The second question, like the first, is a highly emotional one.  We need to address these emotional questions, but we need to do our best to not view the question simply through our emotions, which are an unreliable instrument for determining truth.  Such emotions are important and certainly should not be ignored, but they are not useful in deciding the correct answer to a biblical question.   The answer to this question is that God does not do evil, but he does give us free will.   He does not force us to love him or to obey him.  The reason that people are murdered and the reason that ISIS is doing unspeakable, despicable things in the name of Islam is that there is evil in the world and the members of ISIS have given themselves over to evil.  There is evil in the world, not because it is God’s will for evil to happen, but because God has given human beings the sovereign will in their lives, so that they decide whether or not they will obey God.  These ISIS soldiers in Syria and Iraq are doing horrible, despicable things, but God allows them to do these things.   It is very upsetting for us to see “innocent” people harmed and even killed in these acts.   To be completely honest, I doubt that many of the civilians murdered in this terrible conflict are true, biblical Christians.  However, whether they are saved people or not is really irrelevant to the question of why God would allow these things to happen.   I would imagine that God is just as disturbed by Yasidis being killed by these militant Islamists as he is about the Chaldeans or the fellow Muslims killed by the senseless violence.   In principle, it is worse if a pagan Yasidi is killed than a Christian because they will be lost and will not be in heaven.
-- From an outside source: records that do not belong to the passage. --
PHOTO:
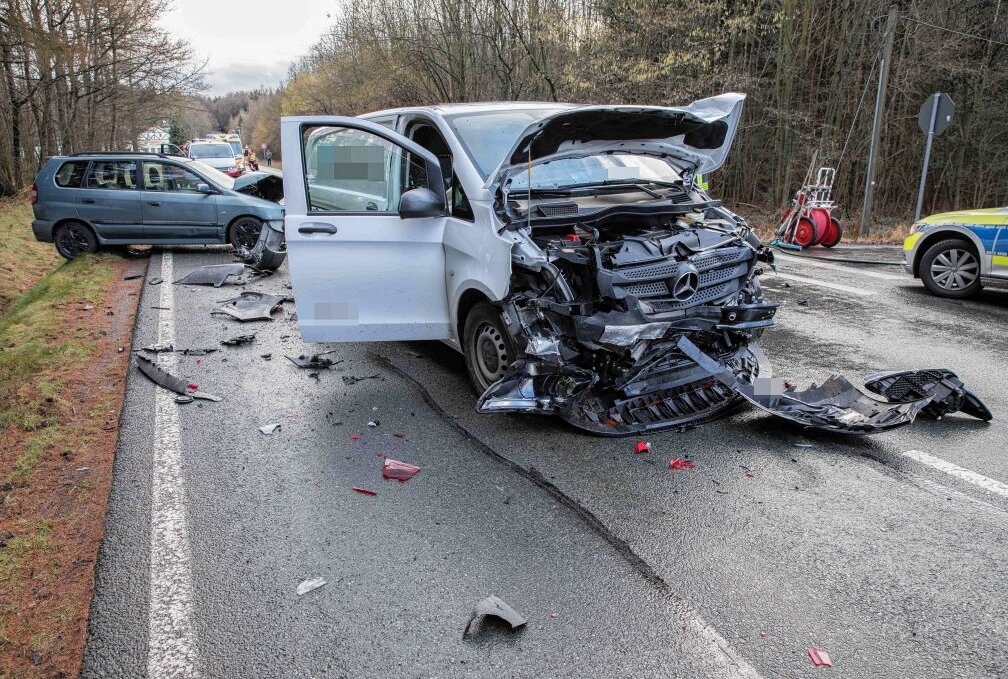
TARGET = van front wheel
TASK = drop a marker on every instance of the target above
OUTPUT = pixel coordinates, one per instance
(75, 239)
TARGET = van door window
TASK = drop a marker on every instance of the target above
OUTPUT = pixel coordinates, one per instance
(112, 174)
(353, 170)
(71, 174)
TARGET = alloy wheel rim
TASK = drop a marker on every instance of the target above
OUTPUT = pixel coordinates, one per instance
(955, 269)
(246, 234)
(490, 353)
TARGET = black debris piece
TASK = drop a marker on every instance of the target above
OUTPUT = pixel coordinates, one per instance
(163, 379)
(158, 348)
(214, 274)
(315, 362)
(353, 379)
(238, 340)
(493, 605)
(250, 305)
(947, 391)
(196, 352)
(836, 405)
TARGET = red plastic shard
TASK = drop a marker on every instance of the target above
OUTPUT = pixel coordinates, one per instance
(820, 658)
(401, 471)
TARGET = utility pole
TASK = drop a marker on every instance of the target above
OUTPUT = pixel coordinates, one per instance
(890, 31)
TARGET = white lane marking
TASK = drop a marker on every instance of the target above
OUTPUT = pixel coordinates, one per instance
(840, 267)
(980, 480)
(171, 647)
(822, 283)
Where is God?  He is here all the time, working behind the scenes, trying to influence people to do what is right.  However, he is not treating us like puppets on a string.  If we refuse to do right, he respects our decision.  He allows us to do evil because he loves us enough to give us the freedom to choose whether or not we will love him.   I am sure that it is God’s will that this senseless violence and genocide stop immediately.   However, God’s will is not always done.  That is why Jesus, in his model prayer (Matthew 6:9-13), asked that God’s will be done.   When I am prideful or selfish, this is not God’s will, and I will not blame God for my sin, or for the consequences of my sin.  I believe God could intervene to stop ISIS if he wanted to.  He could put up a force field around their soldiers so that they can no longer attack innocent people.  However, given the biblical evidence and the evidence from history, I do not believe that God will do this.  He will allow the horror of sin to play itself out, in the hope that it will drive some of us to  him for salvation.   Death of the “innocents” is really not the issue.  All of us will die.  The issue is not that these people die in the violence, but that people, in general die unsaved, even if they die peacefully in their sleep.   As terrible as these events in Iraq are, for God, the most terrible thing of all is that anyone die in their sins.